No one is satisfied with being married to only one person. We all crave something new every day, and in the name of love, we cheat ourselves and our partner. Infidelity can be defined as being unfaithful to one’s sexual partner or spouse.
What Relationships Require…
Every relationship requires love, support, commitment, time, and effort from both the partners. There will be differences of opinion between the two; after all, you are two different people with different perspectives. Your thoughts on a particular subject will not be the same all the time.
Your opinions and decisions may vary, and that is something you have to accept about your partner that he/she is different from you. The difference in opinion does not give you an excuse to cheat on your spouse, saying that the person you are cheating on is more compatible with your personality than the one you are committed to.
Statistics say that infidelity is the reason for 20- 40% of the divorces these days. We also need to understand that divorce is not the solution to a bad marriage. When a couple decides to get a divorce, it is not only they who are affected, but their kids and family are also undergoing a lot of stress in the process.
So, now the question is, can a marriage survive infidelity? After all, the foundation of the marriage, i.e., trust, is broken. To answer this question, let us discuss a study conducted on couples who were reviving their marriage after an affair.
The study included about 19 couples who were assessed every six months for five years. Through the research, three possible results were observed- divorce, relationship satisfaction, or marriage stability.
Some of the couples find it very hard to trust their partner again and develop a sense of hopelessness that there is nothing left to fight for. Those couples get separated or divorced.
Couples who did not divorce and stayed in the marriage to work things out through couples counseling have found the relationship to be satisfactory after a while, irrespective of whether they struggled with infidelity.
Counseling for couples has proven to improve the bond between the partners in a marriage. Some have even recovered so much that their relationship was even better than before.
Infidelity Statistics
Recent statistics show that 40% of the adults who cheated are divorced. and nearly 50% of them who were unfaithful in the relationship are still married.
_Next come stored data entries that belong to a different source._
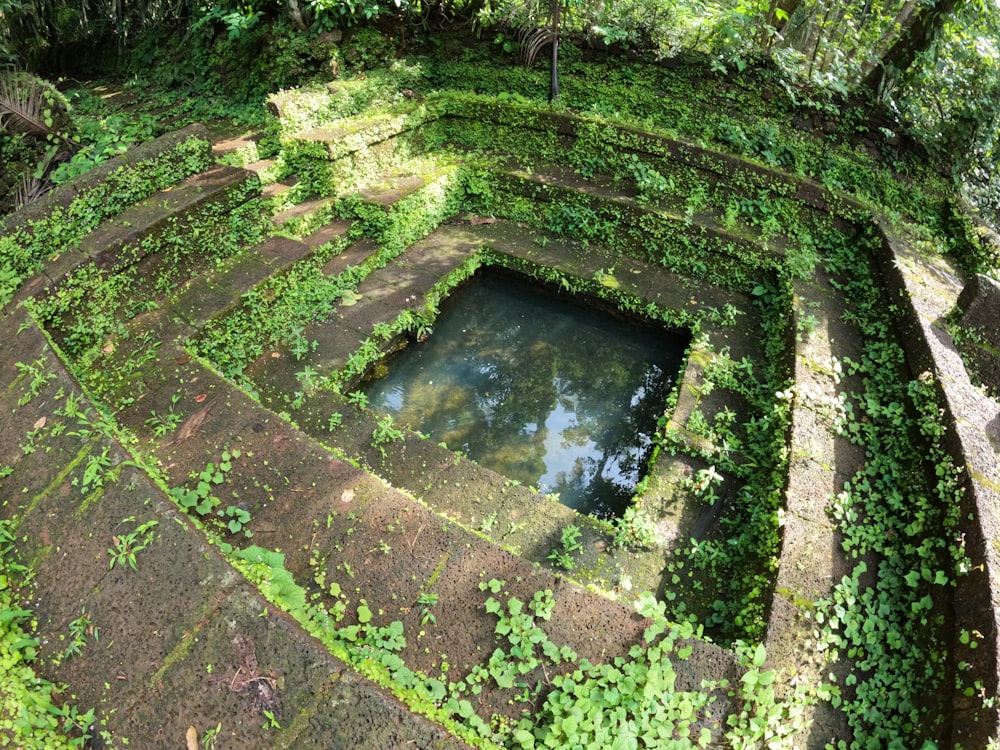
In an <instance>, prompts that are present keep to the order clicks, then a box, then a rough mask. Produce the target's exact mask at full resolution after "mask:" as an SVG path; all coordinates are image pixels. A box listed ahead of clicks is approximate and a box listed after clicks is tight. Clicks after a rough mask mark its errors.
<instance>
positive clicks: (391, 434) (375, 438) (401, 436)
mask: <svg viewBox="0 0 1000 750" xmlns="http://www.w3.org/2000/svg"><path fill="white" fill-rule="evenodd" d="M402 439H403V431H402V430H400V429H399V428H398V427H396V426H395V425H394V424H393V421H392V415H390V414H383V415H382V416H379V417H376V418H375V430H374V432H372V445H374V446H375V447H376V448H378V449H379V452H380V453H381V454H382V458H385V457H386V454H385V446H386V445H387V444H389V443H393V442H395V441H397V440H402Z"/></svg>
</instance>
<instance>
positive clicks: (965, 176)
mask: <svg viewBox="0 0 1000 750" xmlns="http://www.w3.org/2000/svg"><path fill="white" fill-rule="evenodd" d="M556 22H557V23H556ZM359 30H361V31H364V32H365V33H372V34H374V33H375V31H376V30H377V31H378V32H380V33H381V34H383V35H385V36H387V37H388V38H391V39H393V40H394V41H393V44H394V46H395V48H396V49H397V50H398V49H406V48H407V47H408V46H410V45H413V44H416V43H420V42H428V41H430V42H433V41H434V38H435V36H436V35H439V34H442V33H454V32H455V31H456V30H465V31H466V32H468V33H470V34H471V33H473V32H474V33H476V34H479V35H480V36H482V35H484V34H487V35H490V34H497V35H499V34H506V35H508V36H509V37H510V38H511V39H515V38H517V36H518V34H520V35H521V39H522V41H523V40H528V41H529V42H530V43H531V45H533V47H531V45H529V49H531V52H532V54H533V55H537V54H538V53H539V52H541V51H542V49H543V48H545V47H546V45H548V48H550V49H551V51H552V53H553V54H552V60H553V61H555V59H556V55H555V52H556V51H557V50H556V46H555V45H551V38H552V35H553V33H554V32H556V31H558V34H559V38H560V39H561V40H563V43H566V41H570V42H574V41H577V42H578V41H581V40H587V42H588V43H590V44H597V45H598V46H605V45H607V46H610V47H613V48H619V49H620V48H627V49H631V50H638V51H640V52H642V53H645V54H648V55H650V56H651V57H656V58H664V57H670V56H674V55H676V54H678V53H681V52H685V51H697V52H701V53H704V54H706V55H708V57H709V59H710V60H711V63H712V65H713V66H715V67H717V68H720V69H721V68H723V67H725V68H727V69H733V68H736V69H739V70H742V69H744V68H745V67H746V66H747V65H751V64H754V63H757V62H761V61H763V60H767V61H769V62H771V63H773V64H776V65H777V66H778V67H779V68H780V69H781V70H782V71H783V73H784V75H785V77H786V80H787V81H788V82H789V86H790V87H793V88H794V89H795V90H800V91H811V92H820V93H823V92H825V93H826V94H827V95H832V96H840V97H852V98H855V99H862V100H865V101H870V102H874V103H877V104H882V105H885V106H886V107H887V108H888V110H889V111H890V112H891V113H892V114H893V115H894V116H895V117H897V118H898V119H899V121H900V122H902V123H904V124H905V126H906V128H907V129H908V131H909V134H911V135H913V136H915V137H916V138H917V139H919V140H920V141H921V142H923V143H924V144H925V146H926V147H927V148H928V150H929V152H930V154H931V156H932V157H935V158H937V159H939V160H940V161H941V162H942V163H944V164H945V165H946V167H948V168H950V169H951V170H952V171H953V173H954V174H955V175H956V176H957V177H961V178H962V179H963V180H965V181H966V182H967V183H970V182H971V183H977V184H978V185H980V186H981V187H982V186H984V185H987V184H990V183H991V182H992V179H991V178H992V174H993V172H994V171H995V170H996V165H997V161H998V153H997V135H998V123H1000V0H863V1H862V2H858V1H857V0H601V1H598V0H527V2H522V1H520V0H249V2H246V1H245V0H240V2H236V1H235V0H218V2H216V3H215V4H213V5H208V4H205V3H201V2H195V1H194V0H136V2H129V3H123V2H120V1H119V0H0V65H5V66H7V67H9V68H19V69H25V68H26V69H29V70H34V71H37V72H39V73H41V74H42V75H49V76H56V75H81V74H84V73H89V72H91V70H92V69H93V68H94V66H95V65H98V66H103V67H105V68H106V67H107V65H108V63H109V61H111V62H112V63H113V64H114V65H115V66H117V72H119V73H121V72H134V71H141V70H142V69H143V68H144V67H145V68H147V69H148V68H151V67H155V68H157V70H158V72H159V74H160V75H161V76H166V77H167V78H171V77H172V78H173V79H175V81H176V82H184V81H185V80H188V79H193V78H195V77H196V75H197V68H198V67H199V66H200V67H204V64H205V62H206V59H208V58H210V57H211V56H212V55H213V54H214V55H215V58H216V59H223V60H228V61H229V63H228V67H229V68H230V70H228V74H229V78H230V80H231V81H232V83H231V85H232V86H233V87H234V88H238V87H239V86H243V87H244V88H245V89H246V91H245V92H244V93H247V94H248V95H249V94H250V93H252V92H254V91H258V90H259V89H261V88H264V89H270V90H275V89H278V88H280V87H283V86H289V85H294V84H295V82H296V81H295V72H296V70H298V69H301V67H302V65H303V63H304V62H308V61H309V58H310V55H311V54H312V55H313V56H315V55H314V52H315V49H316V47H317V40H319V41H320V43H322V40H323V39H325V38H337V35H338V34H339V33H341V32H344V31H346V32H347V33H352V32H358V31H359ZM532 30H535V31H539V30H541V31H542V32H544V33H536V34H534V35H531V34H530V32H531V31H532ZM225 47H228V48H229V52H227V53H224V52H223V51H222V50H223V48H225ZM370 47H371V45H370V44H369V45H368V48H369V49H370ZM179 49H182V50H184V51H185V54H183V55H180V54H172V55H171V54H168V53H167V52H166V50H174V51H175V52H176V51H177V50H179ZM233 50H235V52H234V51H233ZM240 50H242V51H243V55H244V58H243V59H244V60H245V63H240V62H239V61H240V59H241V58H240V56H239V54H237V53H238V52H239V51H240ZM227 55H228V57H227ZM545 56H546V55H545V54H543V55H542V57H543V58H544V57H545ZM540 59H541V58H540ZM265 62H266V63H269V64H268V65H265V64H264V63H265ZM244 65H245V66H249V67H250V68H251V69H249V70H246V69H241V70H240V71H239V73H237V72H236V70H235V68H242V67H243V66H244ZM222 67H224V68H225V67H227V65H226V64H225V63H224V64H223V66H222ZM265 69H266V70H265ZM101 72H105V73H106V72H108V71H106V70H105V71H101ZM556 84H557V81H556V79H555V76H553V94H555V93H556V91H555V86H556ZM981 192H984V193H989V192H990V190H981ZM988 202H992V203H994V207H996V204H998V203H1000V200H995V199H994V200H990V201H988Z"/></svg>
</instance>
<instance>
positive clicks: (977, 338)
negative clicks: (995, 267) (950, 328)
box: [957, 274, 1000, 393]
mask: <svg viewBox="0 0 1000 750" xmlns="http://www.w3.org/2000/svg"><path fill="white" fill-rule="evenodd" d="M957 308H958V310H959V311H960V315H959V317H958V320H957V322H958V325H960V326H961V327H962V328H964V329H965V330H966V336H965V337H964V338H963V340H962V342H961V344H960V346H961V349H962V352H963V354H965V355H966V357H967V358H969V359H970V360H971V361H972V364H973V366H974V367H975V371H976V374H977V376H978V377H979V379H980V380H981V381H982V382H983V383H984V384H986V385H988V386H989V387H990V388H992V389H993V392H994V393H1000V283H998V282H997V281H996V280H995V279H991V278H990V277H988V276H983V275H982V274H976V275H975V276H973V277H971V278H970V279H969V282H968V283H967V284H966V285H965V288H964V289H962V293H961V294H960V295H959V297H958V302H957Z"/></svg>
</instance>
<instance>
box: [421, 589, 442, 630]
mask: <svg viewBox="0 0 1000 750" xmlns="http://www.w3.org/2000/svg"><path fill="white" fill-rule="evenodd" d="M437 602H438V595H437V594H430V593H423V594H421V595H420V596H419V597H417V606H419V607H420V627H424V626H425V625H427V623H430V624H431V625H436V624H437V617H435V616H434V613H433V612H431V607H433V606H434V605H435V604H437Z"/></svg>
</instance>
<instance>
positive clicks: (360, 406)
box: [347, 391, 368, 409]
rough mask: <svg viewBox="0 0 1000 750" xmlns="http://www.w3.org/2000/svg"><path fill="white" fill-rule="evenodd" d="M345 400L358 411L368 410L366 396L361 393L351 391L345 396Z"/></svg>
mask: <svg viewBox="0 0 1000 750" xmlns="http://www.w3.org/2000/svg"><path fill="white" fill-rule="evenodd" d="M347 400H348V402H350V403H352V404H354V405H355V406H357V407H358V408H360V409H367V408H368V395H367V394H365V393H364V392H363V391H352V392H351V393H349V394H348V395H347Z"/></svg>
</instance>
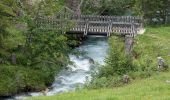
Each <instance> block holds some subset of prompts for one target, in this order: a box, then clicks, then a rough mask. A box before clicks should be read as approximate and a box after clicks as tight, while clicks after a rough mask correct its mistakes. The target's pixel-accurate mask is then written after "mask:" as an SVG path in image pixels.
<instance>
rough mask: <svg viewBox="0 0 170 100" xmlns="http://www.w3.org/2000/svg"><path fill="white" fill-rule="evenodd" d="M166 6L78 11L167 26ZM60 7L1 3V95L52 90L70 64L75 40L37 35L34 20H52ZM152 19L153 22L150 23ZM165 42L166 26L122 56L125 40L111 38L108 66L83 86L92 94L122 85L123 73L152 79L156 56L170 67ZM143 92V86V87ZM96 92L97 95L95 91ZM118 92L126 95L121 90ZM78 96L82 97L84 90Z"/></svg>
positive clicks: (169, 47) (99, 2)
mask: <svg viewBox="0 0 170 100" xmlns="http://www.w3.org/2000/svg"><path fill="white" fill-rule="evenodd" d="M35 1H36V0H35ZM169 3H170V1H169V0H156V2H155V0H86V1H84V3H83V7H82V11H83V13H88V14H100V15H141V16H144V18H145V22H148V23H147V24H153V23H154V24H167V25H168V22H170V21H168V16H169V15H168V13H169V12H168V11H169V9H170V6H169ZM63 5H65V0H41V1H36V2H33V3H32V2H30V0H0V19H1V21H0V96H10V95H15V94H17V93H20V92H29V91H41V90H43V89H45V88H46V87H48V86H50V85H51V83H52V82H53V81H54V75H55V74H57V73H58V72H59V71H60V70H61V69H62V68H65V67H64V66H66V65H67V64H68V63H69V60H68V53H69V52H70V47H69V46H72V47H74V46H76V44H77V43H79V41H74V39H73V37H74V36H73V37H71V36H66V35H61V34H58V31H57V30H56V31H46V32H40V31H38V30H36V26H35V25H36V23H35V20H34V19H36V18H37V16H53V15H55V14H56V12H57V11H59V10H60V8H61V7H62V6H63ZM155 18H156V21H153V19H154V20H155ZM169 37H170V27H168V26H167V27H166V26H164V27H163V26H162V27H161V26H159V27H148V28H147V29H146V33H145V34H143V35H141V36H138V37H136V38H135V42H134V43H135V45H134V49H133V50H134V51H133V55H132V56H131V57H127V55H125V54H124V51H123V50H124V47H123V40H121V39H120V40H119V39H118V38H115V37H111V38H110V43H109V44H110V51H109V56H108V58H107V59H106V65H105V66H102V67H101V68H100V69H99V73H97V74H95V75H94V77H93V81H92V82H90V83H89V84H87V85H88V86H87V87H88V88H90V89H91V88H101V87H103V88H108V87H111V88H113V87H117V86H122V85H124V84H123V83H122V75H124V74H128V75H129V76H130V78H131V79H132V80H133V79H141V78H146V77H150V76H152V75H153V74H155V73H156V72H157V57H158V56H161V57H162V58H164V59H165V61H166V64H167V65H170V47H169V45H170V39H169ZM74 38H76V37H74ZM115 43H119V44H118V45H116V44H115ZM163 75H166V74H163ZM167 75H169V74H167ZM158 77H160V78H158V80H159V79H160V80H162V79H164V78H161V76H158ZM162 77H164V76H162ZM152 78H153V80H151V81H149V82H148V83H147V82H146V81H145V80H144V81H143V84H151V83H153V82H154V81H155V80H156V79H155V76H154V77H152ZM146 80H148V79H146ZM141 82H142V81H141ZM145 82H146V83H145ZM135 84H136V85H135ZM135 84H134V88H135V86H136V87H138V86H140V84H139V83H138V82H137V83H135ZM158 84H159V83H157V84H156V85H155V86H157V85H158ZM128 87H129V88H130V87H131V85H129V86H127V90H126V91H127V92H128ZM132 87H133V85H132ZM140 87H141V88H142V86H140ZM165 87H166V88H167V86H165ZM153 88H154V86H153ZM159 88H161V89H160V91H162V92H165V95H166V91H167V90H166V89H165V88H164V85H162V87H161V86H160V87H159ZM162 88H163V89H162ZM120 89H121V88H120ZM125 89H126V88H125ZM144 89H145V87H144V88H142V90H144ZM164 89H165V91H164ZM167 89H168V88H167ZM118 90H119V88H118ZM95 91H96V93H98V92H97V90H95ZM95 91H92V93H93V92H94V93H95ZM99 91H100V90H99ZM103 91H105V93H106V95H104V94H103V96H104V97H105V96H108V97H106V98H107V99H112V98H111V97H112V96H110V95H111V93H110V92H111V91H112V90H107V89H105V90H103ZM122 91H125V90H123V88H122ZM126 91H125V92H126ZM138 91H140V90H138V89H135V90H134V92H135V93H136V92H138ZM148 91H149V90H148ZM152 91H153V90H152V88H151V90H150V92H151V93H153V95H157V93H159V92H156V93H155V92H154V91H153V92H152ZM125 92H122V93H125ZM82 93H85V94H86V93H87V91H85V92H82ZM139 93H141V94H139V96H141V95H144V96H145V95H147V94H142V93H143V92H139ZM71 94H72V93H71ZM87 94H88V93H87ZM98 94H100V92H99V93H98ZM107 94H110V95H107ZM120 94H121V93H120ZM73 95H74V93H73ZM80 95H81V93H80ZM89 95H90V94H89ZM121 95H123V94H121ZM124 95H125V94H124ZM151 95H152V94H151ZM70 96H71V95H70ZM87 96H88V95H87ZM90 96H91V95H90ZM96 96H98V95H97V94H96ZM113 96H114V95H113ZM132 96H133V95H132ZM147 96H149V95H147ZM123 97H124V96H123ZM125 97H126V95H125ZM57 98H60V97H57ZM61 98H62V95H61ZM75 98H76V97H75ZM78 98H79V95H78ZM85 98H86V97H85ZM101 98H102V97H101ZM137 98H138V97H137ZM94 99H95V98H94Z"/></svg>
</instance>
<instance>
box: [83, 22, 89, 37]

Out of this, 76% of the still-married category have recovered from the infidelity and made improvements to their marriage.
The study and the statistics also state that husbands survive their marriages more than wives, even after being unfaithful. If you think “what if the first marriage did not work, my second will,” think again because the study also says infidelity is a cycle and is more likely to repeat.
A failed marriage is a huge stressor, and looking at the statistics, it is even more essential to opt for couples counseling.
When it comes to relationship counseling, Bangalore offers a few options. Google for the best marriage counseling in Bangalore. Look into what they have to offer and take that first step towards saving your relationship. The intervention and insight provided by the marriage counselors can help the couples see the bigger picture.
Therapists help in Overcoming Infidelity
Therapists observe and pinpoint the real problem that will help overcoming infidelity, they conduct activities to improve the relationship and build trust between them. Couples therapy has proven very useful in rekindling the love and affection the couple once had for each other.
Infidelity is a hurdle in the journey of marriage. If you wish to continue this journey, at least one partner of the two should have hope to overcome the hurdle. It is not easy to forgive an unfaithful partner, and it is not easy to forget that your partner broke your trust and move on.
It takes a tremendous amount of strength for the cheated partner to hold on to that hope and give themselves another chance at making the marriage a success. So, do not give up yet, open your heart to forgive your partner and do the impossible, MOVE ON.